The extra help is gone, Rafter said, and the old problems are creeping back. People in the neighborhood have stopped calling the police for minor complaints, such as drug sales and prostitution because officers take too long to respond, Rafter said.
Charles Love, president of the Lauderdale Isles neighborhood association, has similar concerns. In his neighborhood, which was part of the Riverland annexation, residents want to see more officers on the street.
“We’re interested in patrolling. Coming through at three in the afternoon doesn’t prevent crime,” Love said. “They need to come through at 2 a.m., in the morning, when people are stealing boats in the area. And they aren’t.”
Love added: “When they come through here it’s when they having nothing else to do.”

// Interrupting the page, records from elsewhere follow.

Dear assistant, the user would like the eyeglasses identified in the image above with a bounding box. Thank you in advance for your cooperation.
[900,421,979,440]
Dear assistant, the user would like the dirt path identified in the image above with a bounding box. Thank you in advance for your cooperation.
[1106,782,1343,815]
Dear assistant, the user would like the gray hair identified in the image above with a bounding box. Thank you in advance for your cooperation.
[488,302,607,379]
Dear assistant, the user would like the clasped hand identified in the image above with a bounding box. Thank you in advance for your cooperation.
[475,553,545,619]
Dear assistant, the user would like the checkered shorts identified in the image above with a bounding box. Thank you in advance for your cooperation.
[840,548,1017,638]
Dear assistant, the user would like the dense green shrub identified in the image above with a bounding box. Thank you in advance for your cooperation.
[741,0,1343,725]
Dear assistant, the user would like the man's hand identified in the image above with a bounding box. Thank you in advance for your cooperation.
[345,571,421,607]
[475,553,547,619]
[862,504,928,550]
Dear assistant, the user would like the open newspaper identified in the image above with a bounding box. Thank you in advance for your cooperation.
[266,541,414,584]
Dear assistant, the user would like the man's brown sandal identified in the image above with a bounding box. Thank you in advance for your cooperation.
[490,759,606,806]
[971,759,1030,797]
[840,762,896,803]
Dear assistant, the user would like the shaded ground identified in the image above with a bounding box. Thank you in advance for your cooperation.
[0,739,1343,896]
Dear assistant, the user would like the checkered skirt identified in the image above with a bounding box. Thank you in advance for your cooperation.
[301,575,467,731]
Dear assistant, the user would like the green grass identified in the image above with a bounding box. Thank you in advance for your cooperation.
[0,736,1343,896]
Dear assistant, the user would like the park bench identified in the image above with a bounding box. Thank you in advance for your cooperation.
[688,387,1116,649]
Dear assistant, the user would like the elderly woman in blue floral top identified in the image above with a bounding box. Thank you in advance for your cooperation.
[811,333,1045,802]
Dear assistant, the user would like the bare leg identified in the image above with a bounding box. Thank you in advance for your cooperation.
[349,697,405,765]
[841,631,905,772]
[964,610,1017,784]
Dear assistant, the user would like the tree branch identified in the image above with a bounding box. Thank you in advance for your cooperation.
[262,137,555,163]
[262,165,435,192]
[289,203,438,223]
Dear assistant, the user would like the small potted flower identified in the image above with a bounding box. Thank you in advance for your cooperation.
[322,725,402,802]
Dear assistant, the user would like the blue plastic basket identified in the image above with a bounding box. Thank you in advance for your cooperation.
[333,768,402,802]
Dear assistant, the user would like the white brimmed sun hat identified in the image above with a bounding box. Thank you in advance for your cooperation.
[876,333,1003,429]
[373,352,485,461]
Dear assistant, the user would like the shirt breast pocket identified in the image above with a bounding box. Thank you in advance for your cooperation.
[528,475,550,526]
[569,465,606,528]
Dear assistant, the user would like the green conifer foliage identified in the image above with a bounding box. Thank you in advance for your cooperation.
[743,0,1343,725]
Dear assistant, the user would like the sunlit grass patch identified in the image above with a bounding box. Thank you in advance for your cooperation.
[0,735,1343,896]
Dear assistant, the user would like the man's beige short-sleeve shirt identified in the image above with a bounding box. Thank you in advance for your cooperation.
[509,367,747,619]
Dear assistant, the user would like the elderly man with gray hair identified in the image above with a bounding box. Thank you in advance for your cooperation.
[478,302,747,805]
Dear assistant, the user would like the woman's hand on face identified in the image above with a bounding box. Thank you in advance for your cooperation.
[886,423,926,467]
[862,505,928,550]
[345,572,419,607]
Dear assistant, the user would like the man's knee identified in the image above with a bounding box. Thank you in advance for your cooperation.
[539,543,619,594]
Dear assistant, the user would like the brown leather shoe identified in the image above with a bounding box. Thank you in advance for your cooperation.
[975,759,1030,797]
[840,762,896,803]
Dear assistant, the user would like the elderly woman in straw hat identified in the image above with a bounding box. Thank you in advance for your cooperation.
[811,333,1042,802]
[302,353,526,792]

But other residents don’t want to fork over more in taxes.
Crime hasn’t gone up or down much in the Edgewood neighborhood, civic association president Cliff Iacino said. But residents are struggling with rising windstorm insurance premiums, property taxes and other costs of owning a home.

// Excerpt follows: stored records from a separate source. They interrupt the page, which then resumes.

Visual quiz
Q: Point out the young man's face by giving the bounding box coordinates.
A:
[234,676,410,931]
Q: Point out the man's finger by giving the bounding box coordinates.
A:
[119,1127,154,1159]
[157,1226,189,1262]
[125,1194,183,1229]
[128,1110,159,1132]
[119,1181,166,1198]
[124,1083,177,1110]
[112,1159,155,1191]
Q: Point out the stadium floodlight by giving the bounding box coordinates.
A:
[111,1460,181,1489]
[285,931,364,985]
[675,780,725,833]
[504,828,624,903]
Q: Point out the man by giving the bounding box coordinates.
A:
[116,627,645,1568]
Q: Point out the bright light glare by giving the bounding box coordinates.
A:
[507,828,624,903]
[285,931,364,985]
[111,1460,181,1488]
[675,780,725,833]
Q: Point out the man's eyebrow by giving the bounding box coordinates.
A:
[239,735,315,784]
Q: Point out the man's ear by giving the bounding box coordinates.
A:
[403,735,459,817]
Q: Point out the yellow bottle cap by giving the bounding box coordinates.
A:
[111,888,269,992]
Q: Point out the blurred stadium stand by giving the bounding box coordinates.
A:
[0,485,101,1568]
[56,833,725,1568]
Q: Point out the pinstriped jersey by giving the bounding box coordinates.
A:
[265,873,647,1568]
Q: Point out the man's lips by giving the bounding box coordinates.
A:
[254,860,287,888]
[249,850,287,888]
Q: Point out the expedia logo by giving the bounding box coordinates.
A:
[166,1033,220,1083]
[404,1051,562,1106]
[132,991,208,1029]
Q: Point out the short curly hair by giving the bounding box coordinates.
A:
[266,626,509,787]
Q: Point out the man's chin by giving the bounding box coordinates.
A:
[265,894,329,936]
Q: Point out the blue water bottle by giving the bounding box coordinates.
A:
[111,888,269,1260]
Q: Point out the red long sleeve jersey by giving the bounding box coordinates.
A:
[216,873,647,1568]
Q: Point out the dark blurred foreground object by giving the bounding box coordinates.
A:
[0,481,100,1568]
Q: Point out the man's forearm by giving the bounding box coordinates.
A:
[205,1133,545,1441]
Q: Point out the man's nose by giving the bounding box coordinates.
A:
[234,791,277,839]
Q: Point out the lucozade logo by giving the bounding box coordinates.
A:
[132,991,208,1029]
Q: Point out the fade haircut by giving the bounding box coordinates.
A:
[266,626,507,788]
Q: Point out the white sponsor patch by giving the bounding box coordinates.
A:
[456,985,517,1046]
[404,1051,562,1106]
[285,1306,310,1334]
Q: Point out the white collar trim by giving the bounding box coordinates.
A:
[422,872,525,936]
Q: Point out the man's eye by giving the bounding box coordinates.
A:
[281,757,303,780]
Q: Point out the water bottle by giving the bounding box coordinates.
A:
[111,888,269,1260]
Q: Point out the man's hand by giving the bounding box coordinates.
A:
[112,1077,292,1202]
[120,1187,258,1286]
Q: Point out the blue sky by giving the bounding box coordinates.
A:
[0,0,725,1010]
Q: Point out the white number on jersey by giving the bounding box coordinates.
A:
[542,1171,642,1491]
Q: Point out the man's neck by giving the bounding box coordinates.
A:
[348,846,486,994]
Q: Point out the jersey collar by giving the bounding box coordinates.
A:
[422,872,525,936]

“I would say the perception at this level, at my level, is these officers — their pay and pension and benefits packages is somewhat bloated,” Iacino said.
Fort Lauderdale officers can retire on 67.8 percent of pay after 20 years, and other cities offer even more. Such pension plans have become an enormous expense for many cities.
Fort Lauderdale’s scenario isn’t shocking to those who study police departments.
There are more job openings for police officers and fewer people who want to fill them. The trend is noticeable in South Florida, where suburbs have incorporated, started their own departments and offered hefty salaries to fill their ranks quickly.
For instance, when Miami Gardens started its department, the city offered fat signing packages to lure officers, including a former Fort Lauderdale lieutenant who became a major in the new city.
BIDDING WAR
This leads to a bidding war for cops, especially the good ones.
“Where I live in New Jersey, the police are paid as much as the NYPD. All they do is sit around and watch the skies,” criminal justice professor Haberfeld said.
In the end, city commissioners and their constituents have to decide how much policing they can afford.
“The community has to understand,” said David Klinger, associate professor of crime and criminal justice at the University of Missouri in St. Louis, “they get the law enforcement agency they are willing to pay for.”